Hoe gevaarlijk toorn wel kan zijn, wordt geïllustreerd in het geval van Kaïn. Toen Kaïn zag dat Gods gunst ten aanzien van zijn broer werd betoond en niet ten aanzien van hemzelf, werd hij woedend. Hoewel hij een goddelijke waarschuwing ontving, gaf hij toe aan een verkeerde denkwijze en vermoordde zijn broer. — Gen. 4:4-8.
HOE TOORN IN BEDWANG GEHOUDEN KAN WORDEN
Beslist niemand van ons zou hetzij in houding of in handelwijze als Kaïn willen worden. Wij dienen er dus moeite voor te doen toorn in bedwang te houden. Dit betekent niet dat wij emoties slechts uiterlijk moeten beheersen. De kunst om toorn in bedwang te houden, begint met het vermogen op redelijke wijze te reageren — zonder al te grote uitwendige of inwendige stoornissen — wanneer men tegenover ongunstige situaties komt te staan.
Neem bijvoorbeeld het geval van iemand die terechtgewezen wordt wegens een nalatigheid van zijn zijde of omdat hij zich schuldig heeft gemaakt aan een verkeerde daad. Als hij trots tussenbeide laat komen, kan hij hier erg kwaad over worden. Dat overkwam de Judese koning Asa. Toen hij door de profeet Hanani werd terechtgewezen omdat hij geen geloof aan de dag had gelegd, werd Asa woedend. Hij zette Hanani in „het huis van het blok” en begon ook anderen van zijn onderdanen te onderdrukken (2 Kron. 16:7-10). In plaats van kwaad te worden, had Asa de situatie redelijk moeten bezien. Hij had in gedachten moeten houden dat Hanani niet uit zichzelf sprak, maar als Jehovah’s boodschapper. Het was een tijd dat Asa zijn ongelijk had moeten erkennen en oprecht berouw tot uitdrukking had moeten brengen. Nederigheid zou Asa hebben geholpen toorn in bedwang te houden. Willen wij dus de bijbelse raad opvolgen om ’af te laten van toorn’, dan moeten ook wij nederigheid ontwikkelen.

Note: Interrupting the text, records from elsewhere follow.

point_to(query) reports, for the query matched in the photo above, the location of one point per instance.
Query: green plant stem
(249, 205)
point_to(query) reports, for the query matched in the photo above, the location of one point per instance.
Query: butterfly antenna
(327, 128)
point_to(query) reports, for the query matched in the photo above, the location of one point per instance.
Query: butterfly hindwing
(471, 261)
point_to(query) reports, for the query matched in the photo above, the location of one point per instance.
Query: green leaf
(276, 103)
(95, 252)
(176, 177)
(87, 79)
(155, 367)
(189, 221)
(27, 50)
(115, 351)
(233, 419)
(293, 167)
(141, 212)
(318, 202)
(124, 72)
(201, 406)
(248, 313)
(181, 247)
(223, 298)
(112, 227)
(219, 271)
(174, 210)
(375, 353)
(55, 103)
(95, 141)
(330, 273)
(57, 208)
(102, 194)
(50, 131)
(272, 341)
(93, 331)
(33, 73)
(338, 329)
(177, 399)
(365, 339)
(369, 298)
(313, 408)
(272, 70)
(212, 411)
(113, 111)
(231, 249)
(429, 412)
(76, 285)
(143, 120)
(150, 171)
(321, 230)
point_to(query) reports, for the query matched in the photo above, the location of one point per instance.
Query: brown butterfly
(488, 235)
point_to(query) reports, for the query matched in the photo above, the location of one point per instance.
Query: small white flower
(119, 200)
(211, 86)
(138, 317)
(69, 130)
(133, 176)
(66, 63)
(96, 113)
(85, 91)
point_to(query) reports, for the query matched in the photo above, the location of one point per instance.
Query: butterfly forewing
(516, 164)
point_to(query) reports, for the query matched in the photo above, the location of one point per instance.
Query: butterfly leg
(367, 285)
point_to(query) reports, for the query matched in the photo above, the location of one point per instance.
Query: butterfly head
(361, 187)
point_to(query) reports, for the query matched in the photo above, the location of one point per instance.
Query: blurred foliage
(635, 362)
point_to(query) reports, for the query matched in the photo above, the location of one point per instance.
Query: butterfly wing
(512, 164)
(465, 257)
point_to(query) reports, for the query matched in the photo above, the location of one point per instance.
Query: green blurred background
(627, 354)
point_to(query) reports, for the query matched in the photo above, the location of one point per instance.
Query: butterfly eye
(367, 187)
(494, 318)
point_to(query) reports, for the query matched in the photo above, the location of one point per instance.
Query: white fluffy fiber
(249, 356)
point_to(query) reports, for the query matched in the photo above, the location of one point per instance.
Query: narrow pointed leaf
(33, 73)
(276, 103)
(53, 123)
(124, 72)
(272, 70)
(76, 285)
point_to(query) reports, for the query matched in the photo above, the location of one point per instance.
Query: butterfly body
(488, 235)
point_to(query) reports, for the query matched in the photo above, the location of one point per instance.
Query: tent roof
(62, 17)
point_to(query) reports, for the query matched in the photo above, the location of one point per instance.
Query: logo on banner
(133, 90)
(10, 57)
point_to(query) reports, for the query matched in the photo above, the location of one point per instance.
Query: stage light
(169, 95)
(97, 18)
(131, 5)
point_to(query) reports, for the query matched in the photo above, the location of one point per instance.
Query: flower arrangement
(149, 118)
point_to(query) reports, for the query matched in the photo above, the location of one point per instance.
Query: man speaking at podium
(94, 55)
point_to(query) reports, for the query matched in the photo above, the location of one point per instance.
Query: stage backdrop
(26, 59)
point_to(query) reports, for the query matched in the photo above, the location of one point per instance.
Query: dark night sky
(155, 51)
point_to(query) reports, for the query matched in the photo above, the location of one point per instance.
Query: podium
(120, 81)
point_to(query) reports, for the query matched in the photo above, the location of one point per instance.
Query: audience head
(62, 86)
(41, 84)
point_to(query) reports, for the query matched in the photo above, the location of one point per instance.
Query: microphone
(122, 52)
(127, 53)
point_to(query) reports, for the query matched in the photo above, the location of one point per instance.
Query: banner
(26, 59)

Soms doen en zeggen mensen onvriendelijke dingen die ons onaangenaam treffen. Wij kunnen hier zelfs heel erg door van streek geraken. Wat kunnen wij doen? Wij doen er goed aan de beweegredenen te beschouwen van degenen die ons aldus van streek brengen.
Proberen zij ons met opzet boos te maken? Indien dit zo is, zouden wij hen alleen maar in de kaart spelen als wij ons tot een woedeuitbarsting zouden laten verleiden. Het zou veel beter zijn wanneer wij grievende opmerkingen of daden die ten doel hebben ons te ergeren, zouden negeren. De raad van Jezus Christus is dan van toepassing: „Slaat iemand u op uw rechterwang, keer hem dan ook de andere toe” (Matth. 5:39). Een klap op de wang wordt niet gegeven om iemand fysiek te verwonden, maar om iemand te beledigen of tot een gevecht uit te lokken. Door met gelijke munt te betalen, zou men de situatie derhalve alleen maar verergeren.
Hoe staat het er echter mee indien de dingen die ons van streek brengen niet werden gezegd of gedaan met de bedoeling ons kwaad te maken? In dat geval zouden wij met onszelf kunnen redeneren. Blazen wij kleinigheden misschien tot iets groots op? Zou het niet liefdevoller zijn wanneer wij de kleine overtreding gewoon bedekken?
Het is daarentegen ook mogelijk dat wij terecht gebelgd zijn. Dient liefde ons er echter niet toe te bewegen de betrokken persoon te willen helpen in de toekomst geen aanstoot meer te geven? Aan christenen wordt de raad gegeven: „Wordt toornig en zondigt toch niet; laat de zon niet ondergaan terwijl gij in een geërgerde stemming verkeert, en staat ook de Duivel geen plaats toe” (Ef. 4:26, 27). Indien ons belangrijkste doel is de persoon die ons onrecht heeft aangedaan te helpen zijn zwakheid te overwinnen, zullen wij geen toorn jegens hem koesteren en niet de begrenzingen van juiste verontwaardiging te buiten gaan. Wij zullen niet toelaten dat de Duivel voordeel trekt van onze geërgerde toestand en ons ertoe brengt revanche te nemen.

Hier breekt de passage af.